Quando la morsa del gelo, dopo l'accerchiamento dell'ARMIR tra il fiume Don e la battaglia di Nikolaewka, nel mese di gennaio 1943 posero le nostre truppe a formare un immane serpentone di uomini, totalmente sfiniti ed iniziare la lunga marcia della ritirata, i racconti di reduci e scrittori sono arrivati a dettagli scritti impressionanti.

La disperazione per il freddo che li assiderava marciando, oltre a fame, sete, dissenteria, disidratazione, denutrimento, febbre alta, di tutto e di più, richiamava questi soldati al riparo dentro le isbe: case di contadini disseminate in sparuti villaggi. Dentro questi casolari si consumava, però, alla tragedia esterna di morire sfiniti, una doppia tragedia: c'erano donne russe che, appunto, per pietà, fecero quanto poterono per alleviare i tormenti, accendendo piccole stufe, dando loro una specie di brodaglia calda e porgendo delle cure sommarie ai feriti.

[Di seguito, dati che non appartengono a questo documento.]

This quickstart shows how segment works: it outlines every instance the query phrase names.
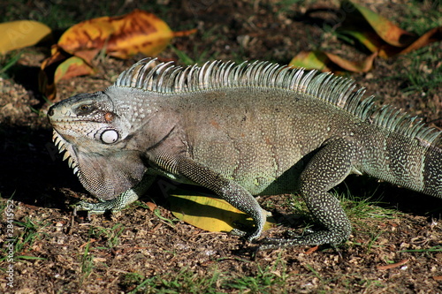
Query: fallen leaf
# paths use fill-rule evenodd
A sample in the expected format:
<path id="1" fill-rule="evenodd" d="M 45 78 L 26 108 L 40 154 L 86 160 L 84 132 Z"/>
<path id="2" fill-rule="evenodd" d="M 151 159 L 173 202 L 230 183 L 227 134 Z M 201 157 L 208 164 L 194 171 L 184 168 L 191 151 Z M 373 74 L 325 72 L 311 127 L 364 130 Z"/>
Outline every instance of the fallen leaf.
<path id="1" fill-rule="evenodd" d="M 324 51 L 302 51 L 290 61 L 289 65 L 303 67 L 308 70 L 319 70 L 322 72 L 334 72 L 346 70 L 354 72 L 367 72 L 373 66 L 373 60 L 377 53 L 367 57 L 360 62 L 349 61 L 335 54 Z"/>
<path id="2" fill-rule="evenodd" d="M 38 21 L 16 20 L 0 24 L 0 54 L 33 46 L 50 35 L 50 28 Z"/>
<path id="3" fill-rule="evenodd" d="M 68 79 L 80 75 L 88 75 L 95 70 L 83 59 L 72 57 L 53 45 L 51 56 L 43 60 L 38 76 L 39 89 L 49 100 L 55 100 L 56 84 L 61 79 Z"/>
<path id="4" fill-rule="evenodd" d="M 342 2 L 341 11 L 347 13 L 339 32 L 352 37 L 372 54 L 362 61 L 354 62 L 321 50 L 302 51 L 292 59 L 290 65 L 337 73 L 339 73 L 340 70 L 367 72 L 372 68 L 373 61 L 377 56 L 387 58 L 442 40 L 442 26 L 435 27 L 419 37 L 351 1 Z"/>
<path id="5" fill-rule="evenodd" d="M 194 32 L 174 33 L 154 14 L 134 10 L 119 17 L 106 16 L 80 22 L 63 34 L 58 46 L 91 63 L 102 49 L 118 58 L 128 58 L 137 53 L 156 56 L 174 36 Z"/>
<path id="6" fill-rule="evenodd" d="M 305 252 L 306 254 L 311 254 L 314 252 L 316 252 L 319 248 L 318 245 L 316 245 L 315 247 L 309 248 L 308 251 Z"/>
<path id="7" fill-rule="evenodd" d="M 205 230 L 231 231 L 237 228 L 236 222 L 250 227 L 253 225 L 252 219 L 248 215 L 215 195 L 188 195 L 186 191 L 175 191 L 168 200 L 175 217 Z M 274 223 L 275 221 L 268 217 L 264 230 Z"/>
<path id="8" fill-rule="evenodd" d="M 386 265 L 386 266 L 378 266 L 377 269 L 379 269 L 379 270 L 385 270 L 385 269 L 399 268 L 399 267 L 406 264 L 407 262 L 408 262 L 408 260 L 400 260 L 399 262 L 389 264 L 389 265 Z"/>
<path id="9" fill-rule="evenodd" d="M 173 32 L 152 13 L 134 10 L 119 17 L 102 17 L 80 22 L 66 30 L 51 56 L 45 59 L 39 75 L 40 91 L 56 99 L 56 84 L 61 79 L 95 72 L 92 60 L 100 52 L 118 58 L 142 53 L 156 56 L 173 37 L 196 32 Z"/>
<path id="10" fill-rule="evenodd" d="M 93 74 L 94 69 L 83 59 L 77 57 L 71 57 L 63 61 L 55 71 L 54 82 L 57 83 L 61 79 L 69 79 L 73 77 Z"/>
<path id="11" fill-rule="evenodd" d="M 380 57 L 405 54 L 442 40 L 442 26 L 419 37 L 361 4 L 345 1 L 341 7 L 344 5 L 347 10 L 354 8 L 355 12 L 347 13 L 339 33 L 352 36 L 371 52 L 377 52 Z"/>

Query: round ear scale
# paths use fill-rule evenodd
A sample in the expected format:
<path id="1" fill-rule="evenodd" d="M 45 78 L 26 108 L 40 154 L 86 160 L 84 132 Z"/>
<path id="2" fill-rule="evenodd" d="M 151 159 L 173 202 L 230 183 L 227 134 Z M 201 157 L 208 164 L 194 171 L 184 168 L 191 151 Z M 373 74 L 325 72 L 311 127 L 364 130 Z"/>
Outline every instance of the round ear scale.
<path id="1" fill-rule="evenodd" d="M 118 133 L 115 130 L 106 130 L 102 133 L 101 139 L 103 143 L 112 144 L 118 139 Z"/>

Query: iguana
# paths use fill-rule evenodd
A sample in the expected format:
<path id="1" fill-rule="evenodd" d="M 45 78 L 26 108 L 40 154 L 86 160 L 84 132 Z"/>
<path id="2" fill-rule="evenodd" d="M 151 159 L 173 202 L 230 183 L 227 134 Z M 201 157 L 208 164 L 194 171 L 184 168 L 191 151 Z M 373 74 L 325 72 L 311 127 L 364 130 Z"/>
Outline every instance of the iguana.
<path id="1" fill-rule="evenodd" d="M 328 191 L 349 174 L 442 198 L 442 132 L 364 92 L 348 79 L 268 62 L 144 59 L 48 117 L 65 159 L 101 200 L 76 209 L 118 211 L 162 176 L 248 214 L 255 225 L 242 233 L 252 241 L 265 222 L 254 196 L 298 191 L 324 230 L 263 246 L 336 245 L 351 224 Z"/>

Altre, invece, erano delle semplici spie dell'Armata Rossa e travestite da contadine facevano il doppio gioco.

Mentre i tedeschi avevano ancora rifornimenti e si ritirarono con i loro mezzi, riuscendo persino a sparare sui nostri soldati perché non c'era posto nei camion, furono molti quei pochi, interi villaggi ad essere persino bruciati con i lancia fiamme, ma con i nostri soldati dentro.

Il tradimento delle donne russo-ucraine per aver dato per poche ore ospitalità ai nostri militari fecero adottare da parte dei sovietici un'altra specie di "soluzione finale": se prima, sempre erano controllati a distanza, notte e giorno, dai cosacchi, i movimenti della ritirata, quest'ultimi piombarono, soprattutto, di notte, dentro queste isbe, falcidiando prima le donne e poi i nostri soldati.

Non c'era più tempo per questo tipo di azioni di guerriglia, che non incontrava nessuna difesa perché l'Armata Rossa aveva fretta di correre dietro i tedeschi e raggiungere al più presto la Vistola e così, sbrigativamente, decise di usare i lancia fiamme. Sono diversi i sopravvissuti che scongiurarono i propri commilitoni di non sperare ad un riparo, che in quei momenti lo implorarono come non mai, pur di non morire fuori congelati, perché lo ritenevano sicuro, quando invece si sarebbe, ben presto, trasformato in un inferno. Furono consumati dei veri e propri eccidi.

La fine di quella guerra fu un'altrettanta guerra in un'impietosa ritirata, ma soprattutto la trappola in agguato della prigionia e della sua lunga, ulteriore, tragedia. La Campagna di Russia fu un Odissea nell'Odissea.